I’ll run the unshare
command again with the --pid
flag to create a new
PID
namespace. Then, in the new shell, I’ll run the ps
command.
$ sudo unshare --pid sh
# ps
PID TTY TIME CMD
1 ? 00:00:14 systemd
2 ? 00:00:00 kthreadd
...
This output shows all the processes from the host machine. But why? When I
first tinkered with Linux namespaces, I was confused. I thought running ps
inside a PID
namespace would only show processes running within that
“container.”
The reason for this behavior is that the ps
command reads process information
from the virtual filesystem /proc
, which starts at the root /
. Even though
our process is isolated by a namespace, the ps
command is still reading from
the host’s /proc
. To fix this, we need to give the container its own root
filesystem.
Changing the Root (chroot)
There’s a command called chroot
:
chroot - run command or interactive shell with special root directory
This command does exactly what it says: it changes the filesystem perspective
for a process. You can create an arbitrary directory on your host machine and
use chroot
to set it as the root for your process.
$ mkdir process-root
$ sudo chroot process-root
chroot: failed to run command ‘/bin/bash’: No such file or directory
The problem is that when we changed the root directory, there was no /bin
directory, so chroot
couldn’t find the /bin/bash
executable. We could fix
this by manually creating a ./process-root/bin
directory and copying bash
and its dependencies, but that’s a tedious process.
Instead, let’s download the Alpine Linux filesystem, which is a very small, minimal distribution.
$ curl -LO https://dl-cdn.alpinelinux.org/alpine/v3.22/releases/x86_64/alpine-minirootfs-3.22.1-x86_64.tar.gz
$ tar xzf alpine-minirootfs-3.22.1-x86_64.tar.gz -C process-root/
$ ls process-root/
bin dev etc home lib media mnt opt proc root run sbin srv sys tmp usr var
As you can see, we downloaded the Alpine root filesystem and extracted it into
the process-root
directory, which will be the new root for our process.
Now, let’s run the chroot
command again.
$ sudo chroot process-root sh
/ #
It worked! With chroot
, we can give a process its own filesystem. Combined
with namespaces, we can also give a process its own view of system
resources, like its own PID, hostname, and network interfaces.
Now, let’s combine these two approaches.
$ sudo unshare --pid --fork chroot process-root sh
/ # mount -t proc proc proc
/ # ps
PID USER TIME COMMAND
1 root 0:00 sh
3 root 0:00 ps
/ #
First, we run unshare
with the PID
namespace flag. You might also notice a
new flag: --fork
. This flag is used to create the shell process as a child of
the unshare
command. For the sake of this article, I won’t go into the
details on that, but you can read about it in man unshare
.
By combining unshare
and chroot
, and then mounting a new virtual /proc
filesystem, we’ve successfully created a truly isolated environment.

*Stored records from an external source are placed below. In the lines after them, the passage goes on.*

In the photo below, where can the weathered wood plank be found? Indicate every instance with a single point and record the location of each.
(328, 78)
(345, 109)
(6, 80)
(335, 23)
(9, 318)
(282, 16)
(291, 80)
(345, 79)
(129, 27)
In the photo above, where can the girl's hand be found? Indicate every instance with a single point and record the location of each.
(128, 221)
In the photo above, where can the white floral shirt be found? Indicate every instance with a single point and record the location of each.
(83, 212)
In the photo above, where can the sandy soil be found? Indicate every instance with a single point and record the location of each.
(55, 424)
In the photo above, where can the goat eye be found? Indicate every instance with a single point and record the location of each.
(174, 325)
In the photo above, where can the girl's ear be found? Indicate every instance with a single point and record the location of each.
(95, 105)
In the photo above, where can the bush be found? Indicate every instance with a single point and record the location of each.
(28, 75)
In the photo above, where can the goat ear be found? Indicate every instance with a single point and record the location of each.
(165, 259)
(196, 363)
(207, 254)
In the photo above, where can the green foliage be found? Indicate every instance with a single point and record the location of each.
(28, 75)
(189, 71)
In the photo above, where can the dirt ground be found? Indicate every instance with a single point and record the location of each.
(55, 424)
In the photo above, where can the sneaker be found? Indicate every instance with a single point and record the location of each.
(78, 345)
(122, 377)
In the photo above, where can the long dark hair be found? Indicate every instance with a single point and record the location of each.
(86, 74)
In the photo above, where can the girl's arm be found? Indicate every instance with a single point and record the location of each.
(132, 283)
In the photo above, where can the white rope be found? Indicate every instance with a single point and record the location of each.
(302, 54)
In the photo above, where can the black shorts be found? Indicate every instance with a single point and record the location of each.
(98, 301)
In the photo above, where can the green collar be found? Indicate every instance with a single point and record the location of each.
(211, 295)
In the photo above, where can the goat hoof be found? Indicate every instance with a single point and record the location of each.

The ps
command can now read from this new /proc
filesystem, which is populated by
the kernel with only the processes running inside our isolated “container.”
Conclusion
I hope this article was useful. Now you understand the basic mechanics behind containerization technologies like Docker. You can see that containers are essentially isolated processes that all share the same Linux kernel, which is the key difference from how virtual machines work. There’s much more to cover, such as the Mount, IPC, and Network namespaces. I hope to cover those topics in a future article. Thanks for reading!